I woke up early yesterday morning to see that Kait wasn't there. You must realize that due to recent events, I now have this fear of people not being there when I wake up because of my snoring. I didn't realize this untill recently but it's becoming more and more of a problem. However, Kait was just in the bathroom so- false alarm. lol :)
Went looking for jobs yesterday too. That was also a bust. I'm gonna hit up the Holyoke Mall... I was gonna go today but I dunno if I have the energy - and gas money - to get there today. I also need to get an oil change, do laundry, and finish this cd project so I can make some new play lists for the trip to Canada. Kait's been making these summer cd's and a couple other themes like songs about drinks and stuff. It's so cute. So I thought I should make a playlist with songs about breakups.

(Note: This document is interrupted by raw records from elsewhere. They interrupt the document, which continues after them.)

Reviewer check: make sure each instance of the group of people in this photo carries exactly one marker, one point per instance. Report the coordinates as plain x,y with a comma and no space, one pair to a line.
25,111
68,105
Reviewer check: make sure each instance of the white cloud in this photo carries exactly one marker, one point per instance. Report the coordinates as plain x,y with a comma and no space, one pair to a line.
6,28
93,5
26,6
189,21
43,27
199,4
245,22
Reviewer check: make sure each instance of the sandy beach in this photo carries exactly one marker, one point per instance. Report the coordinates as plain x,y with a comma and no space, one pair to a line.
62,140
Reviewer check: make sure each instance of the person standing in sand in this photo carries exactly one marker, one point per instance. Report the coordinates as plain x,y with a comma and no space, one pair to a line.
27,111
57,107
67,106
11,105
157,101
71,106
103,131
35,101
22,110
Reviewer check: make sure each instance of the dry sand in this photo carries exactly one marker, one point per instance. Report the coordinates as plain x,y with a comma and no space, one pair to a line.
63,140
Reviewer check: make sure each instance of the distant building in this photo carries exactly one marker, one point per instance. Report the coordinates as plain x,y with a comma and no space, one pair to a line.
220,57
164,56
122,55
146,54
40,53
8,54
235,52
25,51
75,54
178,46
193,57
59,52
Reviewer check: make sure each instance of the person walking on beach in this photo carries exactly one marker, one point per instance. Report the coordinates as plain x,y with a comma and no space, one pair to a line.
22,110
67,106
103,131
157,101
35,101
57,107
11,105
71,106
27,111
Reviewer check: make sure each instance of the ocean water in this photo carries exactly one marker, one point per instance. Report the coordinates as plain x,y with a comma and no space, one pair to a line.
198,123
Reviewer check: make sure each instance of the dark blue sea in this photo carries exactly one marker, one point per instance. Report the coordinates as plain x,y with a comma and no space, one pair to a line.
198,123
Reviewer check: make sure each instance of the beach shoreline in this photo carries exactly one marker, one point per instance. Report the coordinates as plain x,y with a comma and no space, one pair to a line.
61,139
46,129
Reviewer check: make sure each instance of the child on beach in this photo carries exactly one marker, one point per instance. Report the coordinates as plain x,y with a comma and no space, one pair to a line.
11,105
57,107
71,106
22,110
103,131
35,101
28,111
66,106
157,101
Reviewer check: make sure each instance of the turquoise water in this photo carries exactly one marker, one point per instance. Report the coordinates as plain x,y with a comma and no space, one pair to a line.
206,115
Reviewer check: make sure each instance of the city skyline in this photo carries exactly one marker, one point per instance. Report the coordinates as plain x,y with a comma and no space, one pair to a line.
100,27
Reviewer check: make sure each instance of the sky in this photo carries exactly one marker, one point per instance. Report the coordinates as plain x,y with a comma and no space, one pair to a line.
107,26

I think it's just what I need right now. :)
I think I've finally come to terms with the fact that I can't handle a relationship right now. I need to get over the feeling of inadequacy before I can handle another real relationship. That's fine though - I'm enjoying spending time with my friends and meeting new people. Seeing what's out there. Enjoying what's close. ;)
Have I mentioned how super emotional I am right now? It's awful. I don't think I've ever been this bad. I mean, I usually go through a week of feeling like the people I'm really close to don't love me. I just wanna shut myself in my room and never come out because I realize how ridiculous it is. I got so pissy yesterday looking for jobs. Then some guy pulled out in the street in front of me - didn't even see me (they were doing some sort of u turn like thing but it was clear they never saw me) and I flipped and layed on the horn. I was actually impressed with myself with my reflexes on that one. Usually I'm like "ah! ...uh! ...ahh!! *HONK*" I guess it pays to be super bitchy once and awhile. And by pays, I mean saves lives. lol
Speaking of pay.... the job thing again... stop being my mom! My mom isn't close to being as bad as my friends are with nagging me about getting a job. As Jackie would say "I'll eat your soul." Besides, I'm working on it...
Alright... I'll go be productive at least. :) Mmmm - FOOD!